Catastrophes naturelles et adaptation à ces situations extrêmes offrent un premier panel de coûts considérables auxquels la non prise en compte du développement durable conduit. Il faut y ajouter le coût de la montée des océans, privant de leur terre ou fragilisant quelques dizaines de millions d’habitants de deltas et d’iles de faible altitude. La réinstallation et l’insertion sociale des « réfugiés climatiques » pèseront lourd dans la balance. On peut y ajouter le coût de la prise de risques inconsidérés. Pour faire durer les réserves de carburant fossiles, si faciles d’usage, nos sociétés semblent prêtes à bien des arrangements avec le diable. L’énergie chère permet d’aller chercher du pétrole et du gaz dans des conditions extrêmes. En résultent le saccage de régions entières pour l’exploitation de sables bitumineux, et les marées noires liées aux accidents comme celui de deep water dans le golfe du Mexique. Quand on connait les projets des sociétés pétrolières – notamment BP - dans les océans arctiques et antarctiques, on peut craindre des coûts écologiques considérables, c'est-à-dire, transposés en économie courante, une baisse du capital de ressources disponibles pour l’humanité.

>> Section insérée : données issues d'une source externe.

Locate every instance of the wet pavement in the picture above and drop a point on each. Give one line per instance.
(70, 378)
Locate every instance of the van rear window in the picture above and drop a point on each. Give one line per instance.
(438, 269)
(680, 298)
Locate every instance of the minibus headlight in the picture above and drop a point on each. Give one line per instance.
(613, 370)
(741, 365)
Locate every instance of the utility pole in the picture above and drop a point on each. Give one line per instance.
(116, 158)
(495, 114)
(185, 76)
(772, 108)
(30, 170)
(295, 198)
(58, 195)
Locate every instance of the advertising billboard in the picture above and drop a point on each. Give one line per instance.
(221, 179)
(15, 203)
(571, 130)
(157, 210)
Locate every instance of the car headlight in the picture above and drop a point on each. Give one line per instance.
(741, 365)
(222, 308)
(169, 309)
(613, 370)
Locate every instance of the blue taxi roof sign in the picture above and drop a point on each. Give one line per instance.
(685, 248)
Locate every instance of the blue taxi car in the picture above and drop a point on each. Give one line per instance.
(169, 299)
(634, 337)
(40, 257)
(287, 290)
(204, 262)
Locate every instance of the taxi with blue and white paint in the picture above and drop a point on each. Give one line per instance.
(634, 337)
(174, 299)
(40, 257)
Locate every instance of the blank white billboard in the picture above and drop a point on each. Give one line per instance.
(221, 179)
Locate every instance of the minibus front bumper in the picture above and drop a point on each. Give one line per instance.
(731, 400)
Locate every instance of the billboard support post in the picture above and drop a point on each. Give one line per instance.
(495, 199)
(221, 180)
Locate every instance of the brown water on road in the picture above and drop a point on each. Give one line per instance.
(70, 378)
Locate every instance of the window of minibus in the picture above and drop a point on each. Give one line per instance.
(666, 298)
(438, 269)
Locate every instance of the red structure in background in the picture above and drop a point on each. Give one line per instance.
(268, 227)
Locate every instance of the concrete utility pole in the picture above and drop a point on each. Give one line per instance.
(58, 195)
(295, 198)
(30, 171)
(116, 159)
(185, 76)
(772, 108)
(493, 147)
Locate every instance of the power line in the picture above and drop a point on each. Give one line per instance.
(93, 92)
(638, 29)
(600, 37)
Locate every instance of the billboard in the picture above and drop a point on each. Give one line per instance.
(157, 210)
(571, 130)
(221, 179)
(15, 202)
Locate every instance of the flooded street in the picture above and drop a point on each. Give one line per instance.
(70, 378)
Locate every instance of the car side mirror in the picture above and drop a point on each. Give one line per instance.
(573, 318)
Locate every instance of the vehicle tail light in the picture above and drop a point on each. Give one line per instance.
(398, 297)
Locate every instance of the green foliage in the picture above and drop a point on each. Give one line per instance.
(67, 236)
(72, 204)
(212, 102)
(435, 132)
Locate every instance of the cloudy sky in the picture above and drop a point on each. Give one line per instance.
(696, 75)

L’inaction coûte donc très cher, au minimum 5% du PIB mondial, alors que la lutte contre l’effet de serre est évaluée à 1% du PIB mondial. Le problème est que les coûts ne sont pas supportés par les mêmes personnes, et que les 5% bénéficient d’un avantage décisif : il n’y a pas de décision à prendre, contrairement au choix de l’action, bien moins cher mais qui exige une décision. Facteur aggravant, cette décision doit être collective, prise en commun entre des collectivités aux cultures, aux histoires, aux responsabilités, aux niveaux de consommation extrêmement différentes. L’évidence au niveau macroéconomique, que la lutte contre le réchauffement climatique est rentable, ne se traduit pas au niveau des acteurs, publics comme les états, ou privés comme les entreprises.
Il faut donc des accords internationaux et des réglementations pour assurer la cohérence entre macro et micro économie, ce qui introduira un caractère artificiel souvent mal perçu des acteurs s’il dure trop longtemps.
L’expérience des professionnels du bâtiment qui se sont lancés dans des opérations ambitieuse rejoint sur ce plan une observation de Nicholas Stern. Les 1% à investir peuvent trouver leur rentabilité propre, au-delà de la lutte contre l’effet de serre. Il s’agit pour l’essentiel de R&D, d’innovations techniques et organisationnelles, qui ont leur retombées propres dont bénéficient les acteurs qui se sont engagés. Les interventions publiques, règlements, taxes et incitations diverses, décidées au nom de la macro économie, trouvent une justification et une efficacité pour les acteurs, au niveau micro économique.
Il reste à bien doser les efforts, à coordonner des acteurs qui n’évoluent pas tous au même rythme, à choisir des priorités et les domaines qui vont jouer le rôle de locomotives. C’était l’objectif du Grenelle de l’environnement, souhaitons une mise en œuvre aussi ambitieuse que les engagements retenus en accord avec tous les acteurs.